Systemic racism: Is it real?
A horrifying video of George Floyd’s death has proven to most Americans that police racism is real, said Nicholas Kristof in The New York Times. But we have no video showing us the “structural racism” that has left African-Americans still living in a separate country from whites. Generations of systemic discrimination and oppression have left an enduring mark: The net worth of the average black household is just 10 percent that of whites’—an even greater gulf than in 1968. Today, a black newborn is twice as likely to die in infancy, and those born in poor Southern states have a shorter life expectancy than children born in Bangladesh. Though the Jim Crow era is supposedly over, black children are “systematically shunted” to largely segregated schools that receive a fraction of the funding enjoyed by schools in wealthy white suburbs. The problem isn’t the character flaws of “a few bad apples,” but the racism that infects “every major institution in this country,” said Leonard Pitts Jr. in the Miami Herald. “We have a rotten tree.”

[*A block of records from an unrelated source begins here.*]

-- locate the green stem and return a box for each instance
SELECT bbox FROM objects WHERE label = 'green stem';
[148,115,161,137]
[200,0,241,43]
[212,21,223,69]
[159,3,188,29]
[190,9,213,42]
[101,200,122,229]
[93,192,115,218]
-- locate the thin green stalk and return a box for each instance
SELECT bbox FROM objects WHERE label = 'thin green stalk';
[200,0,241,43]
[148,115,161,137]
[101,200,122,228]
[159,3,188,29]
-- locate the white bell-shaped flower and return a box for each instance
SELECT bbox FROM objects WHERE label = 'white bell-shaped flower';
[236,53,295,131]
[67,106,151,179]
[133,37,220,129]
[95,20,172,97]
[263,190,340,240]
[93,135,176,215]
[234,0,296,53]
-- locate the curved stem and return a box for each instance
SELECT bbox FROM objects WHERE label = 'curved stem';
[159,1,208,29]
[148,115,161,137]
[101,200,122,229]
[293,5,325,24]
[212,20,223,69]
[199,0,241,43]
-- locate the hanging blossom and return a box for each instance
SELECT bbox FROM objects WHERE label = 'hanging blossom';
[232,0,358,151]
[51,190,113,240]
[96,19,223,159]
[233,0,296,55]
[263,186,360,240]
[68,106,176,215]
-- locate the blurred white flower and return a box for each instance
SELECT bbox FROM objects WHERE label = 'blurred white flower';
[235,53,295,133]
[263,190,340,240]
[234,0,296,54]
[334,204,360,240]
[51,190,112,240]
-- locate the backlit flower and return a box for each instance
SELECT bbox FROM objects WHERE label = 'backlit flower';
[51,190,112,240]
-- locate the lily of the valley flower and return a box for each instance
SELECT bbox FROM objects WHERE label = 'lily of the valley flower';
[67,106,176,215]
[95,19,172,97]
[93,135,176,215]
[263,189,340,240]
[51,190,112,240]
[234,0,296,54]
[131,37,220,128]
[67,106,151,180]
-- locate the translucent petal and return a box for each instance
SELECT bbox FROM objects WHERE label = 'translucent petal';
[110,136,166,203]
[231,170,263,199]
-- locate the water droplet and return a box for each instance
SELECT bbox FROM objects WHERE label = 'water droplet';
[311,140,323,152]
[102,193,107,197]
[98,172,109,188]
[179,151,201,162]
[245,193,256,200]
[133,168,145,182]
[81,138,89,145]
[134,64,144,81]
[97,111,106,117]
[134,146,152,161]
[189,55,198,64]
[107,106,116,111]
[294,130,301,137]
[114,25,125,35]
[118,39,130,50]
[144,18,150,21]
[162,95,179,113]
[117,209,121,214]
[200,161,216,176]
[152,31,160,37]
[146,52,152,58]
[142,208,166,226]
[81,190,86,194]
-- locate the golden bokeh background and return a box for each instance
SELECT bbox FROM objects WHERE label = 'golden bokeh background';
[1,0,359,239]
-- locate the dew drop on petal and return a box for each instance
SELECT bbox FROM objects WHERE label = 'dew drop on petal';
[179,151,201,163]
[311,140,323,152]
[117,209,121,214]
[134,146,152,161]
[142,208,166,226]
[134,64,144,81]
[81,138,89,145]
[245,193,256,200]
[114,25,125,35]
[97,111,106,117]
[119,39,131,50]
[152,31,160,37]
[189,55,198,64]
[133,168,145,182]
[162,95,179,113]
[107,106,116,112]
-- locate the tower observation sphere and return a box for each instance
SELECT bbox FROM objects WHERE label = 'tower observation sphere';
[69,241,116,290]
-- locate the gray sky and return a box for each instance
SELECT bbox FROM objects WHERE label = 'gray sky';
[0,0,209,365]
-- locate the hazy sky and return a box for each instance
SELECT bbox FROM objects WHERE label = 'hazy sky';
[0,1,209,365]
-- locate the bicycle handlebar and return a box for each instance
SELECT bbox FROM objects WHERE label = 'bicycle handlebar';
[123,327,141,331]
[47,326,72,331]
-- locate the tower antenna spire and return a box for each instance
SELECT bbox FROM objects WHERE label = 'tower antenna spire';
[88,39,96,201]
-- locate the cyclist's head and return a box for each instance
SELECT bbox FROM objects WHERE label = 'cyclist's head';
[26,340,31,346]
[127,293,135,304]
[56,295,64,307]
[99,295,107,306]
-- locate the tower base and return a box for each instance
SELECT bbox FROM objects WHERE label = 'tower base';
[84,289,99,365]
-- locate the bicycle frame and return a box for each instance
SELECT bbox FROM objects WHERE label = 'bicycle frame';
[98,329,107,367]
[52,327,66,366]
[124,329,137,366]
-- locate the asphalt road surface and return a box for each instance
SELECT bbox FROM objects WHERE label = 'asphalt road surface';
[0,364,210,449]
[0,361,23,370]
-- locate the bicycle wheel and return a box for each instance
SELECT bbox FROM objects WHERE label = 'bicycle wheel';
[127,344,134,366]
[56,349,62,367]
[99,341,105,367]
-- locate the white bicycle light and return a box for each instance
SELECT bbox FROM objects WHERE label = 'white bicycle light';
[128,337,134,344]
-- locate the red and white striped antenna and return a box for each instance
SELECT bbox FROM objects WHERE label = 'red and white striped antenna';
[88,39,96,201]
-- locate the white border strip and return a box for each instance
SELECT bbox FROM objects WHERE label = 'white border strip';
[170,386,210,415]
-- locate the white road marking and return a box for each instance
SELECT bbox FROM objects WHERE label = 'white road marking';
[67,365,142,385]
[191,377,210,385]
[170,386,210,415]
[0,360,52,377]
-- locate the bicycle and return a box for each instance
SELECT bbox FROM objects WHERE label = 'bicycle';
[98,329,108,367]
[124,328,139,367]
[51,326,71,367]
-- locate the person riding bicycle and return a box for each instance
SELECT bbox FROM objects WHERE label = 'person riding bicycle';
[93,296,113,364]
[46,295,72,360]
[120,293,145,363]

Systemic racism is a “canard,” said Andrew McCarthy in NationalReview.com. Liberals love to cherry-pick statistics to support their “tunnel vision” about race, but many of the institutions deemed irredeemably racist, such as academia and journalism, “overflow with political progressives.” Many African-Americans do succeed in our supposedly racist society; for those who still struggle, it’s the paternalistic progressive agenda, not racism, that keeps them trapped in victimhood and dependency. Leftist radicals use the term “systemic racism” to justify overthrowing our institutions and remaking society, said John Hirschauer, also in NationalReview.com. “Capitalism is white supremacy,” they insist. Immigration enforcement is “racist,” and so is patriotism. In short, “the entire Republican agenda is a species of racism.”
Republicans, meanwhile, barely concede that racism exists, said Ronald Brownstein in CNN.com. One of the modern GOP’s “core convictions” is that “widespread racism is no longer a problem.” Indeed, support for Donald Trump is highly correlated with the belief that it’s whites who suffer from racial prejudice. But Floyd’s death has triggered a sea change in public attitudes. The coalition of people who see racism as real and requiring major structural change is strikingly broad and diverse. As Trump attacks protesters as radicals and thugs, he is betting his presidency that most Americans agree that systemic racism is a myth.